We choose. We act. We seek survival and grab what gusto we can along the way. All the rest is means. Means defines who we are. It largely determines the quality of our trip in this world. If we see our earthly existence as a part of a longer journey, action theory has nothing to say on the subject. The only givens in praxeology are that we strive to maintain our exis

tence. How we define our existence and how we seek maintaining it is our choice, but the satisfaction of our experience will be defined by how well we perceive our success in those efforts. And again, the proof of that perception will not be measured in our words, but in our actions. Panic about dying suggests we did not rate our success too highly.
We are not merely mental. We are not merely physical. We are also not simply individual. We are a perhaps arbitrarily identified mental/physical dimension of a larger synthetic whole. We can't go too wrong when all the players are in the game. Action theory encompasses mental, physical, and the external world. For now, that appears sufficient for charting a course.

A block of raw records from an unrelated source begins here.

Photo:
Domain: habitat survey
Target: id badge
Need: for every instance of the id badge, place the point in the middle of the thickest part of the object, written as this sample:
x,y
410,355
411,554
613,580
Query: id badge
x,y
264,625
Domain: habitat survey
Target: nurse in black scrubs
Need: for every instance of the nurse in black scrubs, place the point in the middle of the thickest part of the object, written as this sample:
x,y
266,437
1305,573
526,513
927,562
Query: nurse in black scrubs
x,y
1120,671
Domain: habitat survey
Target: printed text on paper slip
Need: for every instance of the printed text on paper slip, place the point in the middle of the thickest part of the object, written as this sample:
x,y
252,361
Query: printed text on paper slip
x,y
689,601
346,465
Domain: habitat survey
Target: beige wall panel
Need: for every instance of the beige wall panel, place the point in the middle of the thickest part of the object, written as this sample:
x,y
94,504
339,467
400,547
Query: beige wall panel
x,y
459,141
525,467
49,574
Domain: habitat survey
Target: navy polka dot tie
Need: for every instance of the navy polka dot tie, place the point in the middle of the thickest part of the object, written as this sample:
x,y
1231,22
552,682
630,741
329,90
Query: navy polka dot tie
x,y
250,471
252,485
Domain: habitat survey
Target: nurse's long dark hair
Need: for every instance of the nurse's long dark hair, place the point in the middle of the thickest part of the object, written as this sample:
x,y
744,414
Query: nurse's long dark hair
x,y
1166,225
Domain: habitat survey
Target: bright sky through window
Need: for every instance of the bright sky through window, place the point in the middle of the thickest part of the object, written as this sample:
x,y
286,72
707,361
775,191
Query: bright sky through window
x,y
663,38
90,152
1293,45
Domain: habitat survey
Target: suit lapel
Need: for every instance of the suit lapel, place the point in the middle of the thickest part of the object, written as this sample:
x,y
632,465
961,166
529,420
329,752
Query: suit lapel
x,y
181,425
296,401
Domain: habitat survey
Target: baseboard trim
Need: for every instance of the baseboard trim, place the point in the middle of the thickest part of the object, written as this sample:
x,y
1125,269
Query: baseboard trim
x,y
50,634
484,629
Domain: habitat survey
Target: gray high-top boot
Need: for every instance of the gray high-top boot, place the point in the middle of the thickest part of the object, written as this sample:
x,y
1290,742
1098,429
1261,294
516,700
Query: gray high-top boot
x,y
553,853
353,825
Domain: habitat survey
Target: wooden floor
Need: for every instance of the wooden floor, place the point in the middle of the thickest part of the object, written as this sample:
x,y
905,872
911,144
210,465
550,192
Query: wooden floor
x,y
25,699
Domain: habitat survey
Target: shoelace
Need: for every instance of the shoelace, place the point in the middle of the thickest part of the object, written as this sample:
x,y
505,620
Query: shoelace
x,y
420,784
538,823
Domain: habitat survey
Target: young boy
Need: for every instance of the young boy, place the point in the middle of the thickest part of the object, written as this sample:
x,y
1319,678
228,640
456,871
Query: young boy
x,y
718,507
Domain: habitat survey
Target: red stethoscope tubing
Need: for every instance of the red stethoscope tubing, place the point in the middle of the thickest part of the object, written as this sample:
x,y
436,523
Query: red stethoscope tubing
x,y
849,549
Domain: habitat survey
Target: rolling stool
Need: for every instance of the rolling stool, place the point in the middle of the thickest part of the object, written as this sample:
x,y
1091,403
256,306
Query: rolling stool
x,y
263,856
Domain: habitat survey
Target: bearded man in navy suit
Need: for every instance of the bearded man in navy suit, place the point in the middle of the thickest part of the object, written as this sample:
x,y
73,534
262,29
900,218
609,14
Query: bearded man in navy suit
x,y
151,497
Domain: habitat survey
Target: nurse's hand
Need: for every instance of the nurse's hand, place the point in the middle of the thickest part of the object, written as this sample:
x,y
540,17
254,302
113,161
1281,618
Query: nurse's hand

And while it quietly brings all these dimensions together, it conveniently offers them in neat quantum packages. One either acts or does not act. How simple is that? Darwinism for behavior.
As a quick digression, I must say that Mises uses two words in his text that few people know and that are not in the usual dictionaries: praxeology and catallactics. These words have not caught on and perhaps get in the way. Praxeology means the study of human action. It comes from the Greek word for action, but it was not coined until the nineteenth century and carries little tradition. Catallactics means the study of market exchange. I shall frequently substitute the common terms in my book, using “action theory” for praxeology and “market theory” for catallactics. Perhaps the technical terms have gathered too much dust.
Revisiting our theory it becomes apparent that after chosing our basic building block there will be no turning back. If we are wrong it will be all the way down. But this is true of any deductive line of thought. Freud faced the same problem and that is how he got on thin ice (if any ice at all) when he interpreted disfiguring trauma as displaced castration anxiety. Soldiers blinded in combat allegedly suffered from Oedipal anxiety—like one might never be concerned about becoming blind! According to Freud overwhelming environmental events had no psychological import other than by stimulating sexual conflicts. Further, Freud felt that death caused no difficulty because humans are incapable of conceptualizing death. How hard is it to imagine yourself beng gone? Apparently even brilliant people have their defense mechanisms.